Auszubildende und junge Berufsanfängerinnen und -anfänger haben eine überproportional hohe Unfallwahrscheinlichkeit (wir berichteten). Grund Nummer eins ist ihre Unerfahrenheit. „Azubis kommen frisch von der Schule in ein vollkommen neues Umfeld. Ihnen fehlen schlichtweg die Erfahrung, das Wissen und Können und manchmal auch die Reife, um sich in einem Betrieb sicher zu bewegen“, weiß Norbert Woehlke, BGHW-Referent für Angebotsentwicklung. „Sie kennen das Betriebsgelände und die Fahrwege nicht, kennen sich mit den Arbeitsmitteln nicht aus, wissen nicht, was sie tun sollen, wenn es brennt… all dies führt dazu, dass sie ein höheres Risiko haben, einen Arbeitsunfall zu erleiden, als ihre älteren Kolleginnen und Kollegen.“
Unfälle gefährden das Ausbildungsziel
Das Problem: Oftmals wird der Arbeitsschutz bei der Planung der Ausbildung nicht systematisch mitgedacht. So kommt es insbesondere bei vielen kleineren und mittleren Unternehmen vor, dass etwa die Unterweisungen auch für die Azubis erst dann erfolgen, wenn der jährliche Termin für die gesamte Belegschaft vorgesehen ist oder wenn eine Führungskraft zeitlich dazu kommt. „Viel zu spät“, warnt Diplom-Psychologin und BGHW-Referentin Stefanie Hobrack-Zscheich. „Unter Umständen sind dann Monate vergangen und die Azubis hantieren längst mit dem Hubwagen, in den sie noch nicht unterwiesen wurden.“
„Es gilt die Devise: Lieber einmal mehr als zu wenig unterweisen“, rät auch Woehlke. Er weiß: Fallen Auszubildende wegen eines Unfalls aus, ist die Not groß. Sowohl bei den Azubis, die unter Umständen ihre Ausbildung verlängern müssen, als auch bei den Unternehmen, deren Ausbildungsplan hinfällig werde. Dann sei das Ausbildungsziel gefährdet, denn es könne sein, dass die Azubis gar nicht zur Prüfung zugelassen werden, wenn sie lange krank gewesen seien. Hinzu komme: Viele Berufsschulen seien gar nicht ausgelegt auf lange Abwesenheiten. Schlimmstenfalls müssten die Azubis also ein ganzes Ausbildungsjahr wiederholen.

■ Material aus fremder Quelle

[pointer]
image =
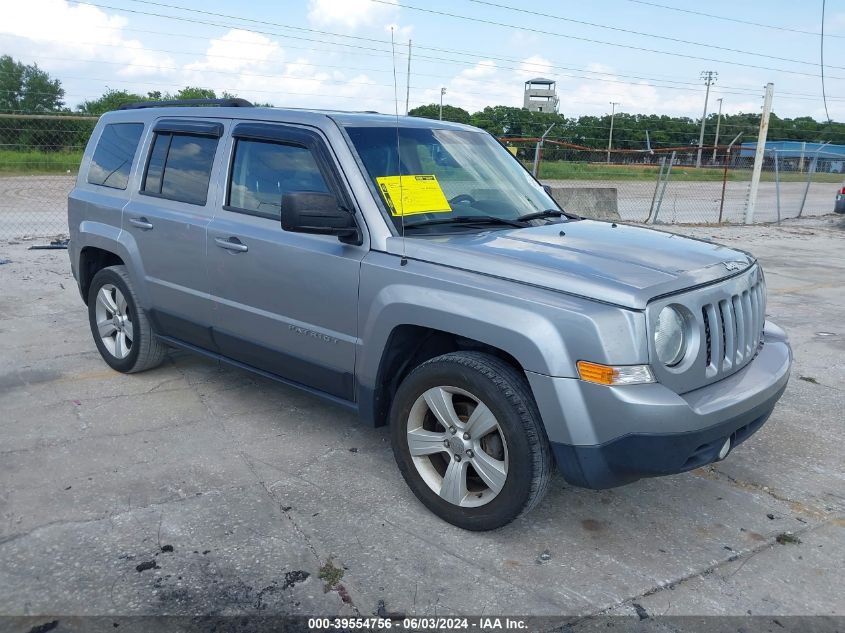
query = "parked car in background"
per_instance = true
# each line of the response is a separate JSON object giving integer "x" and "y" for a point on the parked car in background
{"x": 413, "y": 271}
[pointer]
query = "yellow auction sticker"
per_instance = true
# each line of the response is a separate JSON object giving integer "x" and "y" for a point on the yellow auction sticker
{"x": 411, "y": 195}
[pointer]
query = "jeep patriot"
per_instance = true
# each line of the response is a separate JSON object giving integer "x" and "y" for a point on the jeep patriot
{"x": 413, "y": 271}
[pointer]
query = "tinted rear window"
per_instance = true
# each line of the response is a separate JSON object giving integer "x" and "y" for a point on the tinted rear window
{"x": 114, "y": 154}
{"x": 180, "y": 167}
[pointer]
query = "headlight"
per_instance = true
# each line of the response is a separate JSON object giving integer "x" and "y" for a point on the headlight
{"x": 670, "y": 336}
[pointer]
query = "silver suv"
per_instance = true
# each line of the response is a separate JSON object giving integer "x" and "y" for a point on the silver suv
{"x": 414, "y": 272}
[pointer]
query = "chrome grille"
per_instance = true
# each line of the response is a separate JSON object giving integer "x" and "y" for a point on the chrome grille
{"x": 733, "y": 328}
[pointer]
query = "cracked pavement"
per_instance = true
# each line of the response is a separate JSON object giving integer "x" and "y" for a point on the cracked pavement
{"x": 255, "y": 485}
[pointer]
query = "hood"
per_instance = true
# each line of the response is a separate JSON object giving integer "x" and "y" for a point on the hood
{"x": 617, "y": 264}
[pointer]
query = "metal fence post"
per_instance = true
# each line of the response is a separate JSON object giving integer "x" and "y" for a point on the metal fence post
{"x": 538, "y": 150}
{"x": 725, "y": 175}
{"x": 663, "y": 190}
{"x": 810, "y": 172}
{"x": 656, "y": 188}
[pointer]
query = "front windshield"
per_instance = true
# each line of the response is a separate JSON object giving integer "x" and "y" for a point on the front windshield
{"x": 448, "y": 177}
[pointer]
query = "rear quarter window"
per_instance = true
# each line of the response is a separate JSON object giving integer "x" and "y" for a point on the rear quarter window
{"x": 180, "y": 167}
{"x": 114, "y": 155}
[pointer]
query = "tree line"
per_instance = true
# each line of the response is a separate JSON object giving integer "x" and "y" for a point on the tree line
{"x": 629, "y": 130}
{"x": 27, "y": 89}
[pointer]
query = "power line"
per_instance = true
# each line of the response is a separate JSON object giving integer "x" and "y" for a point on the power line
{"x": 594, "y": 41}
{"x": 727, "y": 19}
{"x": 640, "y": 33}
{"x": 371, "y": 49}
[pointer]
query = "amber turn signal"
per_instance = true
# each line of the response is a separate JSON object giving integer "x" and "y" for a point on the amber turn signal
{"x": 609, "y": 375}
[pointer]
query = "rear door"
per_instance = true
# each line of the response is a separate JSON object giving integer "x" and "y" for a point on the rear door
{"x": 168, "y": 219}
{"x": 284, "y": 302}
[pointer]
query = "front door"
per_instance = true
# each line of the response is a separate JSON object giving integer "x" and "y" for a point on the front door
{"x": 284, "y": 302}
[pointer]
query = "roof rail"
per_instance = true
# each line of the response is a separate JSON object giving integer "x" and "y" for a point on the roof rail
{"x": 223, "y": 103}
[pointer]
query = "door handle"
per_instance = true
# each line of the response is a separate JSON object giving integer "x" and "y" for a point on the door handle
{"x": 232, "y": 244}
{"x": 141, "y": 223}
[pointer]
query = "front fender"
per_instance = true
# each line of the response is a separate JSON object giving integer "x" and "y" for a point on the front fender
{"x": 545, "y": 331}
{"x": 114, "y": 240}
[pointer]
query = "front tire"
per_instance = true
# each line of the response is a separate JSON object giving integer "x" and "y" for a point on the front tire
{"x": 121, "y": 330}
{"x": 468, "y": 439}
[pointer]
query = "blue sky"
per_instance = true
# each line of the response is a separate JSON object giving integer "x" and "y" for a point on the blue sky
{"x": 336, "y": 53}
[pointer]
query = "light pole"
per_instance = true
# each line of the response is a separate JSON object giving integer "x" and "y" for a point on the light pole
{"x": 613, "y": 105}
{"x": 709, "y": 76}
{"x": 718, "y": 123}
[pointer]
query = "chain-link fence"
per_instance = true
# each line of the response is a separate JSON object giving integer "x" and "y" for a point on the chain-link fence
{"x": 39, "y": 160}
{"x": 40, "y": 155}
{"x": 665, "y": 186}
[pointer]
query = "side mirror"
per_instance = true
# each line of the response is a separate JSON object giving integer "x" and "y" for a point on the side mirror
{"x": 318, "y": 213}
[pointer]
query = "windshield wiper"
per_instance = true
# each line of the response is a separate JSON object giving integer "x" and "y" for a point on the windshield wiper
{"x": 547, "y": 213}
{"x": 467, "y": 220}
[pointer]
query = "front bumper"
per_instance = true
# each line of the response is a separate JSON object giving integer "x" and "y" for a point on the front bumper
{"x": 609, "y": 436}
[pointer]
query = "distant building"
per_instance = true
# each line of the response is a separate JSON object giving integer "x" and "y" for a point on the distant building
{"x": 540, "y": 95}
{"x": 797, "y": 155}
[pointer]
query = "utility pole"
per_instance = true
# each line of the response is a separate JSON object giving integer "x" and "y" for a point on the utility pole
{"x": 408, "y": 80}
{"x": 538, "y": 152}
{"x": 718, "y": 124}
{"x": 758, "y": 156}
{"x": 709, "y": 76}
{"x": 613, "y": 105}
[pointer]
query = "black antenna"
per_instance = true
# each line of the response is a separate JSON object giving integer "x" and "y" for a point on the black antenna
{"x": 401, "y": 205}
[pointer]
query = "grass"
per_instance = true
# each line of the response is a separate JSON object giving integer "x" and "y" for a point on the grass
{"x": 331, "y": 575}
{"x": 565, "y": 170}
{"x": 24, "y": 163}
{"x": 788, "y": 538}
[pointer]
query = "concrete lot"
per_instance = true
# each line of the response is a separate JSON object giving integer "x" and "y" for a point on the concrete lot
{"x": 254, "y": 485}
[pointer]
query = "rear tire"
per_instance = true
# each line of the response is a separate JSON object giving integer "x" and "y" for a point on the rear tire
{"x": 481, "y": 457}
{"x": 121, "y": 330}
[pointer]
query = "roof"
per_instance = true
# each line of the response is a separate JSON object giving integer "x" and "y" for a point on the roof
{"x": 793, "y": 149}
{"x": 285, "y": 115}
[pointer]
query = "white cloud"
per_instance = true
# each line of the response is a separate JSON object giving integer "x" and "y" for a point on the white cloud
{"x": 63, "y": 34}
{"x": 239, "y": 50}
{"x": 350, "y": 14}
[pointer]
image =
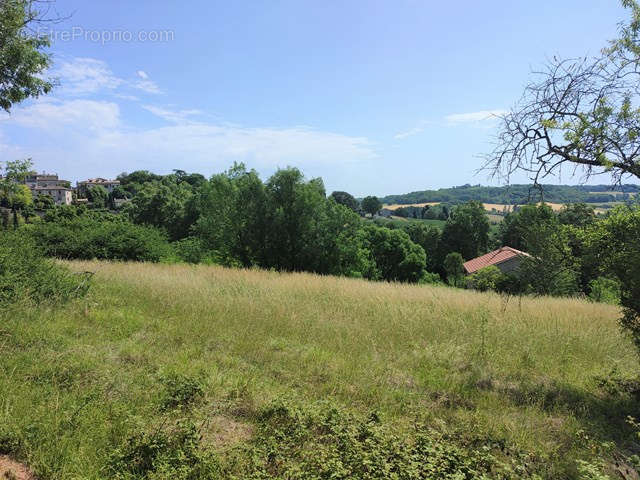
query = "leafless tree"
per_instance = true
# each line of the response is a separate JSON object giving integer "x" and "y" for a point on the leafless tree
{"x": 580, "y": 114}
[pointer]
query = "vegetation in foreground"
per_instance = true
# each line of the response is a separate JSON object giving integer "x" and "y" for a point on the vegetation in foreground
{"x": 177, "y": 371}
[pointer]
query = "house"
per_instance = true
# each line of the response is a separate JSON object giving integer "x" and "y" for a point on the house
{"x": 50, "y": 184}
{"x": 507, "y": 259}
{"x": 61, "y": 195}
{"x": 83, "y": 187}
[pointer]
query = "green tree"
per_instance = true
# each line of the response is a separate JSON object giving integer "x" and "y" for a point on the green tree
{"x": 551, "y": 268}
{"x": 454, "y": 267}
{"x": 579, "y": 215}
{"x": 98, "y": 196}
{"x": 23, "y": 59}
{"x": 371, "y": 205}
{"x": 294, "y": 209}
{"x": 613, "y": 242}
{"x": 13, "y": 193}
{"x": 43, "y": 202}
{"x": 231, "y": 216}
{"x": 518, "y": 225}
{"x": 467, "y": 230}
{"x": 162, "y": 204}
{"x": 396, "y": 257}
{"x": 346, "y": 199}
{"x": 487, "y": 278}
{"x": 428, "y": 237}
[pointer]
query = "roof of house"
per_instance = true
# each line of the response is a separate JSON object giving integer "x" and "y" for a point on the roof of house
{"x": 53, "y": 187}
{"x": 493, "y": 258}
{"x": 99, "y": 180}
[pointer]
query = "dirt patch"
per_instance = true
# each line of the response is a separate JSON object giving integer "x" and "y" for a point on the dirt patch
{"x": 223, "y": 432}
{"x": 12, "y": 470}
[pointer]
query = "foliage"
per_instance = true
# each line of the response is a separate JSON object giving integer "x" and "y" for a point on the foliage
{"x": 191, "y": 250}
{"x": 454, "y": 268}
{"x": 22, "y": 54}
{"x": 71, "y": 234}
{"x": 85, "y": 377}
{"x": 158, "y": 454}
{"x": 26, "y": 276}
{"x": 428, "y": 237}
{"x": 231, "y": 216}
{"x": 517, "y": 194}
{"x": 518, "y": 226}
{"x": 579, "y": 215}
{"x": 162, "y": 204}
{"x": 579, "y": 113}
{"x": 98, "y": 196}
{"x": 467, "y": 231}
{"x": 395, "y": 256}
{"x": 181, "y": 391}
{"x": 324, "y": 441}
{"x": 614, "y": 243}
{"x": 487, "y": 278}
{"x": 606, "y": 290}
{"x": 371, "y": 205}
{"x": 551, "y": 268}
{"x": 346, "y": 199}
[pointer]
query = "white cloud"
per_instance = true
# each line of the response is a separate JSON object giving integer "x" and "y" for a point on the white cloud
{"x": 57, "y": 115}
{"x": 84, "y": 76}
{"x": 147, "y": 86}
{"x": 408, "y": 133}
{"x": 180, "y": 116}
{"x": 473, "y": 117}
{"x": 81, "y": 76}
{"x": 88, "y": 137}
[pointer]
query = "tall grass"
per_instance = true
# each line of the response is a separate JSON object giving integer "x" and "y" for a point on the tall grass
{"x": 76, "y": 381}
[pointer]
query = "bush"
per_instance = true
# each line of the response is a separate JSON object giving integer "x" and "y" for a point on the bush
{"x": 191, "y": 250}
{"x": 158, "y": 454}
{"x": 100, "y": 236}
{"x": 26, "y": 276}
{"x": 323, "y": 441}
{"x": 181, "y": 391}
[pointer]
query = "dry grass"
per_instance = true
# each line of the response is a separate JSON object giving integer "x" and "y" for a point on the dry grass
{"x": 524, "y": 371}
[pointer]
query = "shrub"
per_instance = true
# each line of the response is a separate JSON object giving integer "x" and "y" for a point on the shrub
{"x": 605, "y": 290}
{"x": 181, "y": 391}
{"x": 25, "y": 275}
{"x": 159, "y": 454}
{"x": 102, "y": 236}
{"x": 191, "y": 250}
{"x": 323, "y": 441}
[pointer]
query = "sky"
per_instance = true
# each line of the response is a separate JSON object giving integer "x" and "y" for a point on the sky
{"x": 376, "y": 97}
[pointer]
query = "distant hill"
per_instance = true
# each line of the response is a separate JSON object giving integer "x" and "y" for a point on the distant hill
{"x": 518, "y": 194}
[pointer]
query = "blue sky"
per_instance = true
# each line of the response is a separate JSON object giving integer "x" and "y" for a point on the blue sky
{"x": 376, "y": 97}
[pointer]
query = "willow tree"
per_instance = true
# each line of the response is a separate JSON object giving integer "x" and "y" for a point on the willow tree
{"x": 23, "y": 50}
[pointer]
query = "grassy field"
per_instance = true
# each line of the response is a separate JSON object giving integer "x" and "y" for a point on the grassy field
{"x": 153, "y": 345}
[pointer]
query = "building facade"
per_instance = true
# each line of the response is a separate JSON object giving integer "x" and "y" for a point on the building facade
{"x": 49, "y": 184}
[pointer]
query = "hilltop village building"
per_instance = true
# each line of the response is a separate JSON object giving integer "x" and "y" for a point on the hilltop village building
{"x": 49, "y": 184}
{"x": 83, "y": 187}
{"x": 507, "y": 259}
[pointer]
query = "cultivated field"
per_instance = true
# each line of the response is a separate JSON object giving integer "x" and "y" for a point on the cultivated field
{"x": 525, "y": 376}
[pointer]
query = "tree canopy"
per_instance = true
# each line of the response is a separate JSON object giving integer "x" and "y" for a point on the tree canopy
{"x": 23, "y": 57}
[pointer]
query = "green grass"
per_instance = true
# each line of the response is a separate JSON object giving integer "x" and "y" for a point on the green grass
{"x": 153, "y": 344}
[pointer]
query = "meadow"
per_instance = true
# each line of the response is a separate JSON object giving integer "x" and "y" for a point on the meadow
{"x": 538, "y": 381}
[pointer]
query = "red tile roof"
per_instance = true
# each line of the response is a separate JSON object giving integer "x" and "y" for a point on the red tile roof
{"x": 492, "y": 258}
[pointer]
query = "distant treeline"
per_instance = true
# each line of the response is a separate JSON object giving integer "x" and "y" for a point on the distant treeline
{"x": 519, "y": 194}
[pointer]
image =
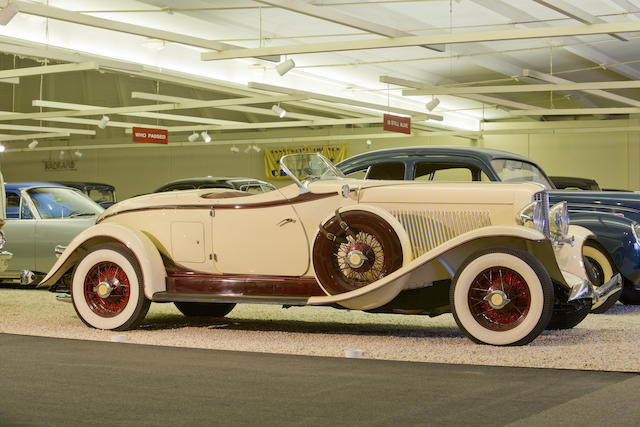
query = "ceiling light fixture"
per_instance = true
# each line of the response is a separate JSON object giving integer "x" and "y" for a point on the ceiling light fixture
{"x": 205, "y": 137}
{"x": 193, "y": 137}
{"x": 7, "y": 13}
{"x": 281, "y": 112}
{"x": 103, "y": 122}
{"x": 285, "y": 66}
{"x": 432, "y": 104}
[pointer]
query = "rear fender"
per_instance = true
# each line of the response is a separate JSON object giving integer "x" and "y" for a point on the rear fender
{"x": 149, "y": 259}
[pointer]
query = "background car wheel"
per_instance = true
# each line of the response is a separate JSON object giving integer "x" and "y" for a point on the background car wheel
{"x": 375, "y": 252}
{"x": 204, "y": 309}
{"x": 630, "y": 296}
{"x": 569, "y": 316}
{"x": 502, "y": 296}
{"x": 107, "y": 289}
{"x": 600, "y": 270}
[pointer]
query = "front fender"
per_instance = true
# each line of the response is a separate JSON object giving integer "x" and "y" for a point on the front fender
{"x": 149, "y": 259}
{"x": 614, "y": 233}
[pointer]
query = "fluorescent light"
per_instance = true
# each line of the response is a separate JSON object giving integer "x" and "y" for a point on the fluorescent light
{"x": 102, "y": 123}
{"x": 286, "y": 66}
{"x": 432, "y": 104}
{"x": 205, "y": 137}
{"x": 193, "y": 137}
{"x": 7, "y": 13}
{"x": 281, "y": 112}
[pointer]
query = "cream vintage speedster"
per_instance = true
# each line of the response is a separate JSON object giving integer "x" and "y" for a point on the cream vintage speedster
{"x": 493, "y": 254}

5 Tipps für den Arbeitsschutz in der Ausbildung
Unternehmen, die den Arbeitsschutz von Tag eins an in die Ausbildung implementieren, können solche Szenarien verhindern. Hierbei darf Folgendes beachtet werden:
Arbeitsschutz beim Begrüßungstag
Viele Unternehmen veranstalten für die neuen Azubis einen Begrüßungstag, in dem sie das Unternehmen und die Belegschaft vorstellen. Es ist ratsam, bereits hier erste Informationen zum Arbeitsschutz zu integrieren. Wer ist die Sicherheitsfachkraft? Wer sind die Sicherheitsbeauftragten? Wo befinden sich Flucht- und Rettungswege? Dies sollten Themen schon für den ersten Tag im Betrieb sein.
Ausbilderinnen und Ausbilder in der Pflicht
Die Ausbilderinnen und Ausbilder sind nicht nur dafür verantwortlich, dass die Azubis erfolgreich in einem Beruf ausgebildet werden, sondern auch, dass diese sicher und gesundheitsgerecht arbeiten können. Daher ist es ihre Pflicht, auch den Arbeitsschutz in die Ausbildung zu integrieren. Das heißt: Sie organisieren zum Beispiel, dass die Arbeitsbedingungen für Azubis sicher und gesund gestaltet sind – hier kommt die Gefährdungsbeurteilung mit ins Spiel und wer die Azubis wann unterweist.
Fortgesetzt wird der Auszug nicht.